Eine Umstellung auf die sogenannte Planetary Health Diet könnte jährlich bis zu 15 Millionen vorzeitige Todesfälle verhindern und die ernährungsbedingten Emissionen um mehr als die Hälfte reduzieren. Der Bericht verdeutlicht, dass derzeit weniger als ein Prozent der Weltbevölkerung in Ländern lebt, in denen Ernährungsbedürfnisse erfüllt werden, ohne planetare Grenzen zu überschreiten. Besonders das reichste Drittel der Weltbevölkerung verursacht über 70 Prozent der ernährungsbedingten Umweltbelastungen, während viele Menschen weltweit unzureichend ernährt sind und Beschäftigte in der Lebensmittelproduktion oft unterhalb eines existenzsichernden Lohns arbeiten.

Die Studie betont, dass Ernährungssysteme jährlich versteckte Kosten von etwa 15 Billionen US-Dollar verursachen. Eine Transformation könnte jedoch jährliche Erträge von bis zu 5 Billionen US-Dollar generieren, bei erforderlichen Investitionen von 200 bis 500 Milliarden US-Dollar. Selbst bei einem vollständigen Ausstieg aus fossilen Energien könnten Ernährungssysteme allein die Erderwärmung über das 1,5-Grad-Ziel hinaustreiben, so die Analyse.

Basierend auf Modellierungen von dreizehn unabhängigen Forschungsgruppen zeigt der Bericht, dass die heutigen Ernährungsweisen oft zu wenig Obst, Gemüse, Nüsse, Hülsenfrüchte und Vollkornprodukte enthalten, während Fleisch, Milchprodukte, Fette, Zucker und stark verarbeitete Lebensmittel übermäßig konsumiert werden. Um die notwendige Transformation zu ermöglichen, fordert die Kommission gezielte politische Maßnahmen wie Subventionen für gesunde Lebensmittel, Abgaben auf ungesunde Produkte und stärkere soziale Sicherungssysteme, um einen gerechten Wandel zu gewährleisten.

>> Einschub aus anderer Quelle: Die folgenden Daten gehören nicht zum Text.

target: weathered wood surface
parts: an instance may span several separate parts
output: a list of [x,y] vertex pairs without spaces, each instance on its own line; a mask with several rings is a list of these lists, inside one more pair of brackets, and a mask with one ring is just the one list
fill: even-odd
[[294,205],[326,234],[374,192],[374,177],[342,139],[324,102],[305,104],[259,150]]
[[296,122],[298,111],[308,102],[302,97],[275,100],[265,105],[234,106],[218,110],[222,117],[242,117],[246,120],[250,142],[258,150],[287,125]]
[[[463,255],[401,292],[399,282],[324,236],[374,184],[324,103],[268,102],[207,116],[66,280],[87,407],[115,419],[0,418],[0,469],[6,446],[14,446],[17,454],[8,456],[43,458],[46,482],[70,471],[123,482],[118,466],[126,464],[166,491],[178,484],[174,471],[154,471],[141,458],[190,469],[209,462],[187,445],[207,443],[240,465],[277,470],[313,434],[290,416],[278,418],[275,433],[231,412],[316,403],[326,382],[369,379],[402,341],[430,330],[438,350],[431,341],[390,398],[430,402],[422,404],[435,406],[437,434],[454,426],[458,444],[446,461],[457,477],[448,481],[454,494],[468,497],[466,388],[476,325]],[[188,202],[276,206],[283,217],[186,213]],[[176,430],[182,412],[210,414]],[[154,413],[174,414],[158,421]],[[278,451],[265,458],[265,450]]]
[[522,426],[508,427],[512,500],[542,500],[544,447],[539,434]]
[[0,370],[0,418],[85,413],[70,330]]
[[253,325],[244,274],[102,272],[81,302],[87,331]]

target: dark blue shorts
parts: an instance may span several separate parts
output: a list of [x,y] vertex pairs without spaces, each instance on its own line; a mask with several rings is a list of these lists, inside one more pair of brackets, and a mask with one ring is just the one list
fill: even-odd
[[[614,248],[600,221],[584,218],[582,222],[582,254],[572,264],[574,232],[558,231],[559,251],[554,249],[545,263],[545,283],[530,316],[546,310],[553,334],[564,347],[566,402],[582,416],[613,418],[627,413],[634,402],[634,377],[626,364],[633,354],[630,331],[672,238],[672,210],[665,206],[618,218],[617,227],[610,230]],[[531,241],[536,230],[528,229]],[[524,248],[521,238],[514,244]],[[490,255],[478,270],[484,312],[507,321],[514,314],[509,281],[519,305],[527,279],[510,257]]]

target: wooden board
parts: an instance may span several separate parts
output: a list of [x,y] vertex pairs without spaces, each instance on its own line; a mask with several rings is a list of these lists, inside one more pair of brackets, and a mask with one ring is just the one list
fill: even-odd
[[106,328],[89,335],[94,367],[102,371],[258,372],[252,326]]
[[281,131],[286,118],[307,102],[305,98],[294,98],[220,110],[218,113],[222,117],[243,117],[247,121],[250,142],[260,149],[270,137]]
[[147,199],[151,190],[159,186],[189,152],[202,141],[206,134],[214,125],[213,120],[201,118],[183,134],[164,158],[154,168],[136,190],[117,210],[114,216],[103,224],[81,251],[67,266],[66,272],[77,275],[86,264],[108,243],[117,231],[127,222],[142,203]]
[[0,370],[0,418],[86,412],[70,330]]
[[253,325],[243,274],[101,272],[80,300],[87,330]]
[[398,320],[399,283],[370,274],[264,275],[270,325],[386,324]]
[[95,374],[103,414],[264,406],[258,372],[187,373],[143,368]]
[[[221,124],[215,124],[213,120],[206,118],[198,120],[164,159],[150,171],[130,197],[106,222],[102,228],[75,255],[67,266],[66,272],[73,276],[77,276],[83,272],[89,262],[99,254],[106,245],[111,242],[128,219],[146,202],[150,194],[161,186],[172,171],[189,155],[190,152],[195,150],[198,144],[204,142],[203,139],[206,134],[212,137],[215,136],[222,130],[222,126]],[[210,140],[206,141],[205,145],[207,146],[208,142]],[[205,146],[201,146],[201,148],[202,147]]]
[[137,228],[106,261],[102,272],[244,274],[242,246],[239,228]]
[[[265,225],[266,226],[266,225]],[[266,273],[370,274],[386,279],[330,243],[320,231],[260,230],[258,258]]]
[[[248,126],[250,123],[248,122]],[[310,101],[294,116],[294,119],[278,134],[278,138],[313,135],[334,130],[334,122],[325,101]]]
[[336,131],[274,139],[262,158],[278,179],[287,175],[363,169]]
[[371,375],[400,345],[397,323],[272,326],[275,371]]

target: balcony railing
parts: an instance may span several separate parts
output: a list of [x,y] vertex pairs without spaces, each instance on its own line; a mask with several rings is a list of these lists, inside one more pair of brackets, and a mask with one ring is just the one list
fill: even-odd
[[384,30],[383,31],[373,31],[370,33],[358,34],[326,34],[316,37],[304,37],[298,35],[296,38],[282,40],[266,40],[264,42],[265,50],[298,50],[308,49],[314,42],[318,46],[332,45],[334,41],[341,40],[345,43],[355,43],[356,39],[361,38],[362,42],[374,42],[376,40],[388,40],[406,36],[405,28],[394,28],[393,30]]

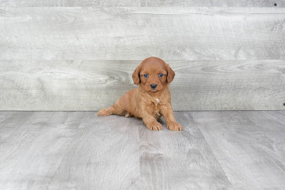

Der Bericht, der auf der Arbeit von Expertinnen und Experten aus über 35 Ländern basiert, baut auf den Erkenntnissen der EAT-Lancet-Kommission von 2019 auf. Eine begleitende Studie des PIK, die zeitgleich in der Zeitschrift Nature Sustainability veröffentlicht wurde, untersucht detailliert die Auswirkungen einer Umstellung auf die Planetary Health Diet auf die Biosphäre.

Der Bericht bietet eine klare Orientierung für Politik, Wirtschaft und Gesellschaft, um Ernährungssysteme so umzugestalten, dass sie innerhalb der planetaren Grenzen operieren, die Gesundheit fördern und globale Ungleichheiten verringern. Eine solche Transformation sei nicht nur möglich, sondern essenziell für eine nachhaltige und gerechte Zukunft.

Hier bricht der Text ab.